The modern and classical languages department is using SBG in its entirety. This includes individual competencies, retests of competencies and a grade range on a 4.0 scale.

On the contrary, science uses a system in between SBG and traditional grading that consists of individual standards and retests but grading on a conventional scale. This places less emphasis on the mastery of individual standards and more weight on the overall grade of a test.

This has created a disconnect between language and science, seeing as they had initially intended to take a unified approach when introducing SBG to Greenhill.

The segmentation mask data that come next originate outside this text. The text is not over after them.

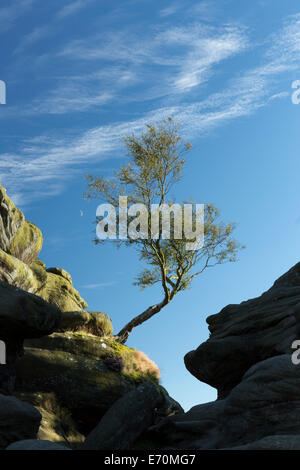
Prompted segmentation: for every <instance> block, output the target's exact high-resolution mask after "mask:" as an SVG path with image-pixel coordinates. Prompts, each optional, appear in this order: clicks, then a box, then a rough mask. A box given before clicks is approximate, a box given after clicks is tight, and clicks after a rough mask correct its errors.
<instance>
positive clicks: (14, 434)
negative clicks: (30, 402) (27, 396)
mask: <svg viewBox="0 0 300 470" xmlns="http://www.w3.org/2000/svg"><path fill="white" fill-rule="evenodd" d="M40 421H41V414H40V413H39V411H38V410H36V409H35V408H34V407H33V406H31V405H29V404H28V403H24V402H22V401H20V400H18V399H17V398H15V397H9V396H5V395H1V394H0V449H5V447H6V446H8V445H9V444H11V443H13V442H15V441H19V440H21V439H34V438H35V437H36V434H37V432H38V429H39V425H40Z"/></svg>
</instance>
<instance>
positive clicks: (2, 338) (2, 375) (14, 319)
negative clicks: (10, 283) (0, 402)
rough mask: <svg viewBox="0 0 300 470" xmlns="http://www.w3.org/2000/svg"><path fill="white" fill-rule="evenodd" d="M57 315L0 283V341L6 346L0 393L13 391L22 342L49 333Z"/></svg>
mask: <svg viewBox="0 0 300 470" xmlns="http://www.w3.org/2000/svg"><path fill="white" fill-rule="evenodd" d="M60 319H61V312H60V311H59V310H58V309H57V308H56V307H55V306H54V305H51V304H48V303H47V302H45V301H44V300H43V299H41V298H40V297H37V296H35V295H33V294H29V293H28V292H25V291H22V290H21V289H18V288H16V287H13V286H10V285H9V284H7V283H5V282H2V281H0V339H1V340H2V341H4V343H5V345H6V364H3V365H1V366H0V391H1V392H3V393H10V392H12V390H13V388H14V382H15V364H16V362H17V360H18V359H19V358H20V357H21V356H22V354H23V341H24V339H25V338H38V337H41V336H44V335H47V334H50V333H52V332H53V331H54V330H55V329H56V328H57V327H58V325H59V323H60Z"/></svg>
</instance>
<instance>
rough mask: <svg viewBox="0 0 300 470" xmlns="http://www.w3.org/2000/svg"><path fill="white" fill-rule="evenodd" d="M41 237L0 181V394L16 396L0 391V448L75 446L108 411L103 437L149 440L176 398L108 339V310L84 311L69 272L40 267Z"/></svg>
mask: <svg viewBox="0 0 300 470" xmlns="http://www.w3.org/2000/svg"><path fill="white" fill-rule="evenodd" d="M42 241H43V240H42V234H41V232H40V230H39V229H38V228H37V227H36V226H35V225H34V224H32V223H30V222H28V221H27V220H26V219H25V217H24V215H23V214H22V212H21V211H20V210H18V209H17V208H16V207H15V206H14V204H13V203H12V201H11V200H10V199H9V198H8V197H7V195H6V192H5V190H4V188H2V186H0V340H1V341H4V342H5V346H6V352H7V354H6V364H4V365H0V393H4V394H12V393H14V395H15V396H14V397H5V396H4V398H3V399H0V447H1V448H5V447H6V446H7V445H9V444H11V443H13V444H12V445H10V446H9V450H17V449H19V450H31V449H36V450H39V449H43V450H44V449H45V450H48V449H50V448H51V449H53V450H54V449H55V448H56V447H55V446H57V445H63V446H64V447H63V448H74V449H76V448H80V446H82V443H83V441H84V439H85V437H86V435H87V434H89V433H90V432H91V431H92V430H93V429H94V428H95V426H97V430H98V431H97V432H100V431H99V427H100V430H101V429H102V431H103V428H101V426H102V424H101V423H102V422H103V421H102V418H103V419H104V422H105V419H106V420H107V419H108V420H110V418H109V416H111V417H113V420H114V421H113V422H111V423H110V424H111V426H112V427H113V426H115V427H114V428H113V431H112V428H111V429H110V430H109V429H107V430H106V431H105V432H106V434H107V436H106V441H105V442H106V445H110V444H109V442H114V444H113V443H112V445H114V446H115V448H117V447H120V448H128V446H130V445H131V444H134V445H135V444H136V443H135V442H134V441H136V440H140V441H139V443H138V444H137V445H138V446H143V445H147V443H146V444H145V440H144V438H143V432H144V431H145V430H146V428H147V427H148V426H151V425H153V424H155V423H158V422H160V421H161V420H162V419H163V418H164V417H166V416H169V415H174V414H176V413H178V412H182V409H181V407H180V405H179V404H178V403H177V402H175V400H173V399H172V398H171V397H170V396H169V395H168V393H167V392H166V391H165V390H164V389H163V388H162V387H161V386H160V385H159V384H158V382H159V369H158V367H157V366H156V365H155V364H154V363H153V362H152V361H151V360H150V359H149V358H148V357H147V356H146V355H145V354H143V353H142V352H140V351H137V350H135V349H133V348H128V347H126V346H124V345H121V344H119V343H118V342H116V341H115V339H114V338H113V336H112V333H113V326H112V322H111V320H110V318H109V317H108V316H107V315H106V314H105V313H103V312H91V311H86V310H85V309H86V308H87V304H86V302H85V301H84V300H83V299H82V298H81V296H80V294H79V293H78V292H77V291H76V290H75V289H74V287H73V284H72V278H71V275H70V274H69V273H68V272H67V271H65V270H64V269H62V268H57V267H54V268H53V267H52V268H48V269H47V267H46V266H45V264H44V263H43V261H41V260H40V259H39V258H38V257H37V256H38V255H39V252H40V250H41V248H42ZM49 335H50V336H49ZM24 340H25V343H24ZM23 343H24V344H25V348H24V344H23ZM1 362H3V361H2V357H1ZM15 379H16V380H15ZM1 397H2V396H1V395H0V398H1ZM7 400H8V401H7ZM9 400H10V401H9ZM20 400H22V401H20ZM119 400H121V405H120V402H119ZM26 402H27V403H26ZM118 403H119V405H118ZM124 404H125V408H124ZM6 405H7V406H6ZM156 405H157V406H156ZM110 410H111V411H110ZM107 413H110V414H108V418H104V417H105V416H107ZM2 418H3V419H2ZM125 418H126V420H127V419H128V422H123V419H125ZM20 421H22V423H21V424H20ZM99 422H100V424H99ZM4 423H5V425H4ZM1 426H2V427H1ZM117 428H118V431H117V432H116V429H117ZM121 428H122V429H123V431H124V432H125V431H126V439H125V440H124V436H123V435H122V432H121ZM102 431H101V432H102ZM36 438H37V439H38V440H36ZM24 439H25V440H24ZM91 439H92V438H91ZM112 439H114V441H112ZM101 440H102V438H101ZM15 441H19V442H15ZM103 444H104V441H103V442H102V443H100V444H99V442H97V448H98V447H99V445H103Z"/></svg>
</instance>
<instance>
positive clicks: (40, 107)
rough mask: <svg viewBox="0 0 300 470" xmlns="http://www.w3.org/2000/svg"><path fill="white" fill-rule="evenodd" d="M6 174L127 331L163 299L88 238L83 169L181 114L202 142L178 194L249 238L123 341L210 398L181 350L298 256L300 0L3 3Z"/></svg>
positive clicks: (183, 119)
mask: <svg viewBox="0 0 300 470" xmlns="http://www.w3.org/2000/svg"><path fill="white" fill-rule="evenodd" d="M0 36H1V37H0V40H1V42H2V44H1V64H0V79H1V80H4V81H5V82H6V86H7V104H6V105H0V137H1V149H0V182H1V184H3V185H4V186H5V187H6V188H7V191H8V194H9V195H10V196H11V197H12V198H13V200H14V202H15V203H16V204H17V205H18V206H19V207H20V208H22V210H23V211H24V213H25V215H26V217H27V218H28V219H29V220H32V221H33V222H34V223H36V224H37V225H38V226H39V227H40V228H41V229H42V230H43V233H44V237H45V242H44V247H43V250H42V253H41V258H42V259H43V260H44V261H45V262H46V264H47V265H48V266H59V267H64V268H65V269H67V270H68V271H69V272H70V273H71V274H72V277H73V281H74V285H75V287H76V288H78V289H79V291H80V293H81V295H82V296H83V297H84V298H85V300H86V301H87V302H88V304H89V308H90V309H91V310H101V311H105V312H106V313H108V314H109V315H110V316H111V318H112V320H113V323H114V326H115V330H116V331H117V330H118V329H119V328H120V327H122V326H123V325H124V324H125V323H126V322H127V321H128V320H129V319H131V317H132V316H133V315H136V314H138V313H140V312H141V311H143V310H144V309H145V308H146V307H147V306H148V305H151V304H152V303H154V302H156V301H159V300H160V298H161V293H160V291H159V290H158V289H157V288H153V289H150V290H148V291H144V292H142V293H141V292H140V291H139V290H138V288H136V287H134V286H132V281H133V279H134V277H135V275H136V273H137V271H138V269H139V266H138V260H137V257H136V255H135V253H134V251H130V250H129V251H128V250H126V249H124V250H116V249H115V248H114V247H113V246H111V244H109V243H108V244H104V245H103V246H97V247H95V246H94V245H93V243H92V238H93V236H94V234H93V230H94V224H93V221H94V219H95V213H96V207H97V203H96V202H95V201H94V202H92V203H87V202H85V201H84V200H83V197H82V194H83V192H84V190H85V180H84V177H85V175H86V174H87V173H92V174H94V175H104V176H108V177H109V176H110V175H111V174H112V172H113V170H114V169H116V168H118V167H119V165H120V164H121V163H122V162H124V161H126V156H125V151H124V148H123V146H122V141H121V138H122V136H125V135H127V134H128V133H130V132H132V131H134V132H136V133H138V132H140V131H141V130H142V129H143V127H144V126H145V123H147V122H157V121H158V120H160V119H162V118H163V117H167V116H172V117H174V118H175V119H176V120H177V121H178V122H180V124H181V126H182V133H183V135H184V136H185V138H186V139H188V140H189V141H190V142H191V143H192V145H193V149H192V151H191V152H190V153H189V157H188V161H187V164H186V168H185V172H184V179H183V180H182V181H181V182H180V184H179V185H178V189H177V191H176V197H177V199H178V200H182V199H185V200H186V199H189V198H192V199H193V200H194V201H196V202H197V203H207V202H213V203H214V204H215V205H216V206H217V207H218V208H219V209H220V211H221V216H222V219H224V220H225V221H234V222H236V223H237V229H236V232H235V236H236V238H237V239H238V240H239V241H241V242H242V243H243V244H245V245H246V246H247V248H246V249H245V250H243V252H242V253H241V254H240V257H239V261H238V262H237V263H230V264H226V265H223V266H217V267H215V268H214V269H212V270H209V271H207V272H206V273H205V274H204V275H203V276H202V277H201V278H198V279H197V280H196V281H195V282H194V284H193V288H192V289H191V290H190V291H187V292H185V293H182V294H180V295H178V296H177V298H175V300H174V301H173V302H172V303H171V304H170V305H169V306H168V307H167V308H166V309H164V310H163V311H162V312H160V314H159V315H157V316H156V317H154V318H153V319H151V320H150V321H149V322H148V323H146V324H144V325H143V326H141V327H139V328H137V329H136V330H134V332H133V333H132V335H131V336H130V339H129V341H128V345H129V346H132V347H136V348H138V349H140V350H142V351H144V352H146V353H147V354H148V355H149V356H150V358H151V359H153V360H154V361H155V362H156V363H157V364H158V366H159V367H160V369H161V373H162V384H163V385H164V386H165V387H166V388H167V389H168V391H169V393H170V394H171V395H172V396H173V397H174V398H176V399H177V400H179V401H180V403H181V404H182V405H183V406H184V408H185V409H188V408H189V407H190V406H192V405H194V404H197V403H202V402H206V401H211V400H214V399H215V397H216V393H215V390H214V389H212V388H210V387H209V386H206V385H205V384H201V383H200V382H198V381H197V380H196V379H194V378H193V377H192V376H191V375H190V374H189V373H188V372H187V371H186V370H185V367H184V364H183V356H184V354H185V353H187V352H188V351H190V350H191V349H194V348H196V347H197V346H198V345H199V344H200V343H201V342H203V341H204V340H205V339H206V338H207V336H208V331H207V327H206V322H205V318H206V317H207V316H208V315H210V314H213V313H217V312H218V311H219V310H220V309H221V308H222V307H224V306H225V305H227V304H228V303H239V302H241V301H242V300H246V299H248V298H250V297H254V296H257V295H260V294H261V293H262V292H263V291H264V290H266V289H267V288H269V287H270V286H271V284H272V283H273V282H274V280H275V279H276V278H277V277H278V276H279V275H281V274H282V273H284V272H285V271H286V270H287V269H289V268H290V267H291V266H292V265H294V264H295V263H296V262H298V261H299V235H300V196H299V176H298V175H299V173H300V159H299V124H300V121H299V117H300V106H297V105H294V104H292V100H291V96H292V92H293V90H292V82H293V81H294V80H300V67H299V61H300V6H299V2H298V1H296V0H289V1H282V0H253V1H252V2H241V1H240V0H218V1H209V0H208V1H206V0H204V1H198V2H197V1H188V0H187V1H178V2H176V1H173V2H172V1H171V2H169V1H165V2H161V1H160V2H158V1H156V0H151V1H148V0H139V1H134V0H131V1H112V2H107V1H101V0H97V1H96V0H74V1H64V2H62V1H61V0H60V1H58V0H52V1H51V2H45V1H43V2H42V1H38V0H11V1H7V2H5V6H1V7H0Z"/></svg>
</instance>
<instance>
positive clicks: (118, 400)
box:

“Science has made a few changes to the way they have gone about using [SBG],” said Burns. “They have gone through three or four iterations of [SBG] and have encountered some of the same challenges we have in regard to the grade book.”

Blackbaud, the program that runs Greenhill’s grade book, has a section called “Learning Progression,” where the language and science teachers can input the grades to the individual standards using the SBG system. While Blackbaud has a location for these grades, SBG teachers have run into issues while using the website.

“I see it as neutral,” said Kendall. “It’s not built well for what we want to do, but we tweak it and adapt it to our purpose in addition to bringing in other tools.”

Students have also tried to adapt to SBG despite the fact that every class uses SBG in different ways.

“Sometimes it’s hard to keep up,” said sophomore Cooper Rabin. “First, I go to Spanish and use a 1,2,3,4 system [SBG], then history, english, and all of my electives are using a more traditional grading scale, but science is using a system with both the [SBG] and traditional scale. Even at this point in the year, it still gets confusing.”

Because SBG has not been uniformly accepted across all departments, it has caused some confusion for students and teachers alike.

“We are on a journey in terms of learning and improving our practice,” said Kendall. “SBG has been around for a long time and isn’t necessarily new, but we will improve it and tweak it as we go.”